High schools students are given Tootsie pops with tags featuring the hotline number. “We hope they will never have to use this number,” she said, but the information is handy if needed for the teen or for a friend.

“Our organization goal right now is to be in every high school in Piscataquis and Penobscot County,” Alfonso said. “What we are really excited about is other organizations and groups are contacting us,” she about Key Clubs, Penobscot Job Corps, the Shaw House and others looking to get involved with the Spruce Run-Womancare Alliance. “Our work is just expanding in places we never dreamed.”

Freeman Cyr said both the University of Maine and Husson University have gotten involved with prevention efforts being incorporated into the classroom.

“I think what excites us most about the prevention work is we have seen an engagement in youth,” Alfonso said. “The fact that most of the students who come out want to make a difference is heartwarming.”
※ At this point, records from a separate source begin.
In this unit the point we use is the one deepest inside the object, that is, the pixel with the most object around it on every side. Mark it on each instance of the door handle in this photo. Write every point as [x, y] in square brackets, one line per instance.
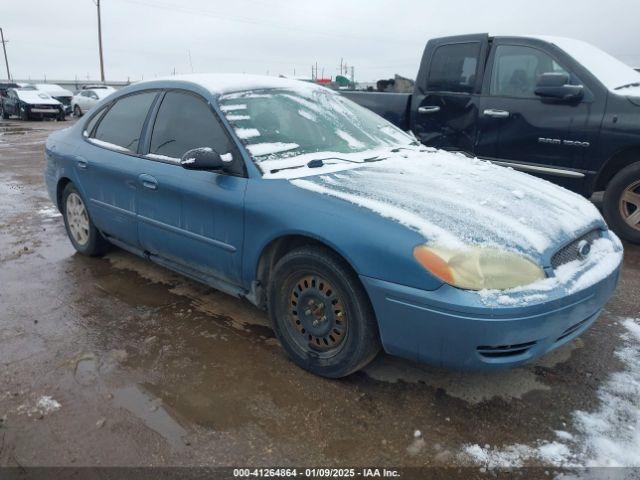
[148, 181]
[490, 112]
[429, 109]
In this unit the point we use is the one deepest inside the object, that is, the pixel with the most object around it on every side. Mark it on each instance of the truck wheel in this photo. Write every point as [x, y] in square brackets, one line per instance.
[84, 236]
[621, 204]
[321, 313]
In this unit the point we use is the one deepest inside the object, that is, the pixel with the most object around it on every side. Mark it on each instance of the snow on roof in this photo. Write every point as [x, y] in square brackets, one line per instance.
[609, 70]
[223, 83]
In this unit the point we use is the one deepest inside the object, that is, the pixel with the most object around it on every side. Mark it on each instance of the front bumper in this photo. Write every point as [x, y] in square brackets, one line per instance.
[449, 327]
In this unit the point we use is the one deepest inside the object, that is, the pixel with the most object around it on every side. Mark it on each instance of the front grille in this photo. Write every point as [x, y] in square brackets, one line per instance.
[502, 351]
[569, 253]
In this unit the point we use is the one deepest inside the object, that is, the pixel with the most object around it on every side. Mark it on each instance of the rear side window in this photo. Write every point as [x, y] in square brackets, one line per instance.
[184, 122]
[122, 124]
[453, 68]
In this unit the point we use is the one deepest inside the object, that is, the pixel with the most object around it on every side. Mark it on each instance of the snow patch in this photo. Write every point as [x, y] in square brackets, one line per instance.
[259, 149]
[47, 404]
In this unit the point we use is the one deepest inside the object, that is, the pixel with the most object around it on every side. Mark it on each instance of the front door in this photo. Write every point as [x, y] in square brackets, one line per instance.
[191, 218]
[107, 164]
[542, 137]
[444, 103]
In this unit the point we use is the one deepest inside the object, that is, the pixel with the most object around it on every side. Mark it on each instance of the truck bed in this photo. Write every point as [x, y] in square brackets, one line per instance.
[394, 107]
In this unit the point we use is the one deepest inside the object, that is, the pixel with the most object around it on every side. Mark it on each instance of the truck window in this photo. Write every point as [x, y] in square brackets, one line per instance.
[453, 68]
[516, 70]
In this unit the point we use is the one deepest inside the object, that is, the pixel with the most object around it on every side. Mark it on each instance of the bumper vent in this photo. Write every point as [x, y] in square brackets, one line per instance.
[571, 252]
[572, 329]
[504, 350]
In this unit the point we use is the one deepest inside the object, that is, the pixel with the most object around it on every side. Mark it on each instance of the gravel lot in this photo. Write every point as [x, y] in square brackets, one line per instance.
[114, 361]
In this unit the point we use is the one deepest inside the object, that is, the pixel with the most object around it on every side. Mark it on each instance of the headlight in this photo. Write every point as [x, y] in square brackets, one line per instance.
[478, 268]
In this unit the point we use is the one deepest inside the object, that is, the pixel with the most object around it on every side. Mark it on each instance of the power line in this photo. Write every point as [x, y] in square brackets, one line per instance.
[4, 48]
[97, 3]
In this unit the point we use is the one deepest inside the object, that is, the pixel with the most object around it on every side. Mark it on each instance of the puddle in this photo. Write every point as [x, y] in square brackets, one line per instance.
[151, 413]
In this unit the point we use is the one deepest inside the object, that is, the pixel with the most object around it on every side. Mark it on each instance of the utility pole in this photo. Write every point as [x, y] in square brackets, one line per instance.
[4, 48]
[97, 2]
When visiting classrooms Alfonso said she will ask the students how many of them had heard of the Spruce Run-Womancare Alliance. While she does not ask any to elaborate, some of those raising their hands have taken part in past events such as the Race to End Domestic Abuse while others have had direct connections with agency services.

“There are young people who deal with this every day and for me that’s why this prevention work is so important,” Alfonso said. “My hope is if we do this long enough it will change our culture and change the world our children will grow up in.”

She said during a recent school visit in Guilford, part of a school district that had a domestic violence homicide and ensuing multiple month manhunt for the suspect over the summer, some great questioned were asked about how students can help their peers if they see something happening or hear about incidents of violence.

Freeman Cyr said the bystander response is another part of the Spruce Run-Womancare Alliance outreach, when to get involved and how to do so. “We give them the language to do that,” she said.

“I think the more you talk about it and are willing to have a conversation the better,” Alfonso said. “Sometimes the best thing you can do is listen. Sometimes we don’t have advice to give, but you can say ‘I don’t know what we can do but we can figure it out together.’”

Alfonso said a University of New Hampshire Carsey School of Public Policy survey of over 200 students at three New Hampshire high schools indicated more than nine in 10 students said that they had had at least one opportunity within the last year to intervene in situations of dating or sexual violence. On average, the study said the students averaged five opportunities to intervene but in 37 percent of cases the survey respondents said they chose not to step in.

“We are lucky to have great community partners, such as the schools that will open their doors,” she said. “We are fortunate to be in the communities we are in and have the reception we do.”

Freeman Cyr said the United Way is huge financial supporter of the Spruce Run-Womancare Alliance and the agency’s education programs for youth as well as the hotline and support group for adult members of the community.

“My desire is to increase our presence and have people know we are a resource for people of any age,” Alfonso said.

“The door’s really open,” Freeman Cyr said about ways the Spruce Run-Womancare Alliance can collaborate with schools and other community partners. She said one such partnership is the “Library Campaign” with school and town libraries, as the Alliance donates books for various ages which are featured in displays along with accompanying prevention information.

Freeman Cyr said reading “is a more entertaining way to look at the issue” and the reader can then think about the the content and issues raised in the novel. “Reading fiction is often a way of reaching someone who the standard presentation might not.”